Peter Applebome has been a reporter and editor for The New York Times since 1987. He was born in New York City and grew up in Great Neck. He graduated from Duke University in 1971 and received a master's degree in journalism from Northwestern University in 1974. After working at Texas newspapers in Corpus Christi and Dallas and at Texas Monthly magazine, he joined the New York Times as a national correspondent and then bureau chief in Houston. He moved to Atlanta as Southern Bureau chief in 1989, served in that job for five years. Since then he has covered education and culture and is now Deputy Metropolitan Editor.

His work has appeared in numerous publications including the New Republic, the Washington Monthly, the Wall Street Journal, the Nation and the Texas Observer. His interests

include Duke University basketball, tennis, alternative country music, and the novels of Thomas Pynchon. His favorite achievement was winning the annual Bad Hemingway competition with an epic about Hemingway in the singles bars of Dallas. He is also the winner of the annual Scoutmaster Challenge at Camp Waubeeka of the Boy Scouts of America, about the least likely honor he ever expected to receive in his life.

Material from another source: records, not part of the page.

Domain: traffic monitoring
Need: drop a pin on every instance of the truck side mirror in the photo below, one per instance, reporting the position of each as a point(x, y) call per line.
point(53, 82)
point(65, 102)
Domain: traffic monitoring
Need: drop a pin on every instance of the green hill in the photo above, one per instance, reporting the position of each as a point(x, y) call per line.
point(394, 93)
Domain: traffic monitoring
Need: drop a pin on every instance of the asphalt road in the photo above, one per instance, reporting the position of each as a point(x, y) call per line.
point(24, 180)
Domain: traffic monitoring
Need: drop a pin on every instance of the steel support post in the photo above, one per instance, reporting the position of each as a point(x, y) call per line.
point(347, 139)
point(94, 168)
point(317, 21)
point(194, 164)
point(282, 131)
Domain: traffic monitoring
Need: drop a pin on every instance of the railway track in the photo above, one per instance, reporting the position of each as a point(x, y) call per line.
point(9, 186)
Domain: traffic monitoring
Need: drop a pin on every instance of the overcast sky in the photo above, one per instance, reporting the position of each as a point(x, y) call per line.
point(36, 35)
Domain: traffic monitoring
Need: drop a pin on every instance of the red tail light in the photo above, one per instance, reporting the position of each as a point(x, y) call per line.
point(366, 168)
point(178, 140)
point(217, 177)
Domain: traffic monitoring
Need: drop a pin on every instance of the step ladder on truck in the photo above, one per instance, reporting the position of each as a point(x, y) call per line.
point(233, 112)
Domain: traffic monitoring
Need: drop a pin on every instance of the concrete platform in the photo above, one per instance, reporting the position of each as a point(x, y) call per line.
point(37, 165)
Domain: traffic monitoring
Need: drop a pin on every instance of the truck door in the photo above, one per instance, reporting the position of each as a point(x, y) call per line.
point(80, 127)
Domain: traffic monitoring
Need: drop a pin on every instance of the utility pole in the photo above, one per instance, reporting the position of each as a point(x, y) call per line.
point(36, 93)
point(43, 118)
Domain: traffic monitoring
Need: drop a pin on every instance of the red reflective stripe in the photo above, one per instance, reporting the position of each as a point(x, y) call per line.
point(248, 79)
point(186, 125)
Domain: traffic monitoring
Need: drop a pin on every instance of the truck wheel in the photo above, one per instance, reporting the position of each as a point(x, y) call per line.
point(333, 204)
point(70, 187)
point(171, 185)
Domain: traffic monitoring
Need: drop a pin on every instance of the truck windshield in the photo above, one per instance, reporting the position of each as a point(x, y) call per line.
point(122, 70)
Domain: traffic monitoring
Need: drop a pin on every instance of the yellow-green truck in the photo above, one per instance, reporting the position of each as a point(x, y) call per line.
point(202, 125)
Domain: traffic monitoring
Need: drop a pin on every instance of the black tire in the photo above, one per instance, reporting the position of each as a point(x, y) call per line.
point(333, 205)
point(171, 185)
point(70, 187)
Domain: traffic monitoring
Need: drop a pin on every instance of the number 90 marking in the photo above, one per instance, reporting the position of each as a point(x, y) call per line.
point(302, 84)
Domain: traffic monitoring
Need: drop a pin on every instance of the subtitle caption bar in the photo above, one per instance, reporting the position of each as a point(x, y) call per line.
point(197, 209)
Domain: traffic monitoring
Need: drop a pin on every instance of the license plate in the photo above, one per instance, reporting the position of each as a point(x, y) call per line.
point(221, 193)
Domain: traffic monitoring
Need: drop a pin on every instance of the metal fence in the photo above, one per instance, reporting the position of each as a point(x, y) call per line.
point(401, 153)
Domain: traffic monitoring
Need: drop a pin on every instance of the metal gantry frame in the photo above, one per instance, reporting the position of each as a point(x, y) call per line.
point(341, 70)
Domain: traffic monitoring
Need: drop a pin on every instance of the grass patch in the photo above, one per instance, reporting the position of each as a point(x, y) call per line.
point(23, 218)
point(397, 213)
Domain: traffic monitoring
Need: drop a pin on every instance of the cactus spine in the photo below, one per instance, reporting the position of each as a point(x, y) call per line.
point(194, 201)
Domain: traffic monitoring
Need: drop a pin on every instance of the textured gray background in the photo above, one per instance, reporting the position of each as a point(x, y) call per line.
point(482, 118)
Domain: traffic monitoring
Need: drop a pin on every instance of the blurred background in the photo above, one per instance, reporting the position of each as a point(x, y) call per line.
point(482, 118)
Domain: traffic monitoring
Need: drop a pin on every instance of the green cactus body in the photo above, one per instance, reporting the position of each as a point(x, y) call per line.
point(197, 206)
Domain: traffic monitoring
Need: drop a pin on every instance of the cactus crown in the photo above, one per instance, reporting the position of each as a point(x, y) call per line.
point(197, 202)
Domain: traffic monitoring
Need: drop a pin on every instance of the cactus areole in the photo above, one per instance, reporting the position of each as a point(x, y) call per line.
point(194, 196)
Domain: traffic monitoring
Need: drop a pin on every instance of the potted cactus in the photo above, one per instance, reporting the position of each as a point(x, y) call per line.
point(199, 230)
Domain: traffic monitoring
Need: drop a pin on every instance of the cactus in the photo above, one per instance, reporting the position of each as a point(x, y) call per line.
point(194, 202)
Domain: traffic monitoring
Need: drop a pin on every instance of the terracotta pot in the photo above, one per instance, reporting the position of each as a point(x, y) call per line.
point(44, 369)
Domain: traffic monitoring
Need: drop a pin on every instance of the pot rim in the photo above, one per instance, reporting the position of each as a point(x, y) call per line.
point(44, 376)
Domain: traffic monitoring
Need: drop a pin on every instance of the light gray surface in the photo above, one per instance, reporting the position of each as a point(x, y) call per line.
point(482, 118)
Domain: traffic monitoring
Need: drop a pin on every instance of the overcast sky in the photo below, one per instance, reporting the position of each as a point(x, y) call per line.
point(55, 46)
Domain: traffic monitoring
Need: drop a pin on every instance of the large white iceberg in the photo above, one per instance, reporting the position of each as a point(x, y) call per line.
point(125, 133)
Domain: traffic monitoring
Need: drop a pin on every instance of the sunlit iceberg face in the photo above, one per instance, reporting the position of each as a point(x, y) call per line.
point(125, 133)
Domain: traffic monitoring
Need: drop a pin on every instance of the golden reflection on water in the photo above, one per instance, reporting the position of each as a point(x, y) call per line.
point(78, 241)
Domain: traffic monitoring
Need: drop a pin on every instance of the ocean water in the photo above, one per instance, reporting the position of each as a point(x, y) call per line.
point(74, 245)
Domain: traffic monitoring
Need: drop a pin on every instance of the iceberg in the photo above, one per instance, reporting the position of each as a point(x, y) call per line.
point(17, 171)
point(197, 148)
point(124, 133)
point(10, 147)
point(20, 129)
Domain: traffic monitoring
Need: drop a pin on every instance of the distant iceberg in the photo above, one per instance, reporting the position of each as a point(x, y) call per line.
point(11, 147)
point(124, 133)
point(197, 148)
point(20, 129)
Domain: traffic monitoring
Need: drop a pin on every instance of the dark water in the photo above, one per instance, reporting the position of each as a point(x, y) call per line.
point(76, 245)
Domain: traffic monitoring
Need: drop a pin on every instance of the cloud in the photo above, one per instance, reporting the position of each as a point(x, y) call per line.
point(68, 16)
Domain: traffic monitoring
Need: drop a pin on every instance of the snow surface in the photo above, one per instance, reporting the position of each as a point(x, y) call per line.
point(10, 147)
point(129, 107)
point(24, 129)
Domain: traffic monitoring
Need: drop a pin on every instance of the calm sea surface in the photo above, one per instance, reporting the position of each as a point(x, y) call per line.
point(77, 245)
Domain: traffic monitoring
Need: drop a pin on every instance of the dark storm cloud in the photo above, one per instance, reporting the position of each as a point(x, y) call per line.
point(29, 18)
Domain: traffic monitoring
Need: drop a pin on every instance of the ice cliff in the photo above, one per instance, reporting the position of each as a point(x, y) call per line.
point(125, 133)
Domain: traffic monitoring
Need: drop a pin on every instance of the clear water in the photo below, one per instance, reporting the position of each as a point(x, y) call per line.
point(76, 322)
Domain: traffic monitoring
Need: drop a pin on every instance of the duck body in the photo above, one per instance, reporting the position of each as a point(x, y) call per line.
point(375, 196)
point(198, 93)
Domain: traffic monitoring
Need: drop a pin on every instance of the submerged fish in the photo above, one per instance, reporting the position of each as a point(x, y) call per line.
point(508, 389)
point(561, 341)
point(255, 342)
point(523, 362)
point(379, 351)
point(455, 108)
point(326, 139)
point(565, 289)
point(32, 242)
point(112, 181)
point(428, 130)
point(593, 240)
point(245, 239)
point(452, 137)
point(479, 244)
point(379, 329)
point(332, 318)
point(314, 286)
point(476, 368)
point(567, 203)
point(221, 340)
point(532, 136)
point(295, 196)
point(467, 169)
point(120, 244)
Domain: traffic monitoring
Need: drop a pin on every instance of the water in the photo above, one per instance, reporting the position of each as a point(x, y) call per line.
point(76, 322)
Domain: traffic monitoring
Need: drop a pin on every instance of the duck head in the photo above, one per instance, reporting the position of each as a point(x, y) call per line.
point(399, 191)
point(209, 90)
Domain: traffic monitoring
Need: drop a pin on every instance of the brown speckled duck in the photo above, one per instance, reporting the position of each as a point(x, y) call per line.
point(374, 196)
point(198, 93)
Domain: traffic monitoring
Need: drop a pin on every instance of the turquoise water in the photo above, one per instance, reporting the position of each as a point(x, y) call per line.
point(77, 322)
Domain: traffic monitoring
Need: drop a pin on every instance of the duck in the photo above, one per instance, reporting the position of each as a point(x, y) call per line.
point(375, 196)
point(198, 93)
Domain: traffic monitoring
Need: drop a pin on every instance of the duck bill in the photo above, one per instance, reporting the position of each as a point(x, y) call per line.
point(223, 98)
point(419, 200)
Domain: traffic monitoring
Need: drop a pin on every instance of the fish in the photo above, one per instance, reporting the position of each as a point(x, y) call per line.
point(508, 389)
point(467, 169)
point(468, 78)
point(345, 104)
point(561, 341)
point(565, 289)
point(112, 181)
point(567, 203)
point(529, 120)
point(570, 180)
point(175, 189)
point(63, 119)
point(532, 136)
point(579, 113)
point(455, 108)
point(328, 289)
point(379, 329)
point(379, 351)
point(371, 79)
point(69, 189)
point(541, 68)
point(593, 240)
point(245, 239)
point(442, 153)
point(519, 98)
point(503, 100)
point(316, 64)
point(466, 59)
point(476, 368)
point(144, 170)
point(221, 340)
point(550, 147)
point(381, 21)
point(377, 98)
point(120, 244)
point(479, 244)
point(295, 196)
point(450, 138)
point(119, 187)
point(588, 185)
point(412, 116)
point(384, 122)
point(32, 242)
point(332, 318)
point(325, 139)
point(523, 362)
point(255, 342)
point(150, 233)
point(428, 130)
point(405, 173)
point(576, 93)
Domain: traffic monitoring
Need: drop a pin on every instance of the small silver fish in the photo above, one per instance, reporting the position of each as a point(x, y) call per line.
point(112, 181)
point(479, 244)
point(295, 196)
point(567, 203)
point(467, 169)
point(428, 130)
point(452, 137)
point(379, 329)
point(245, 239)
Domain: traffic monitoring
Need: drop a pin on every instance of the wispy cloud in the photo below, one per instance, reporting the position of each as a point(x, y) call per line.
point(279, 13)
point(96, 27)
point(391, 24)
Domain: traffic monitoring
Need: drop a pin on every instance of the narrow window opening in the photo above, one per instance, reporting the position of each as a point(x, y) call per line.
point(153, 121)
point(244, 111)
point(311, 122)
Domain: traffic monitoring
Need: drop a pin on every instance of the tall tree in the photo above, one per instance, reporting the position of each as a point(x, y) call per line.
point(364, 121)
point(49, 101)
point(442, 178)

He is the author of two books. In 1996 he wrote "Dixie Rising: How the South is Shaping American Values, Politics and Culture.'' His new book, "Scout's Honor: A Father's Unlikely Foray into the Woods," published by Harcourt, comes out in May. He lives in Chappaqua with his wife, Mary Catherine Bounds, and two children, Ben, 16, and Emma 12. Despite three years of inept Scouting activity, he still can't tie his knots.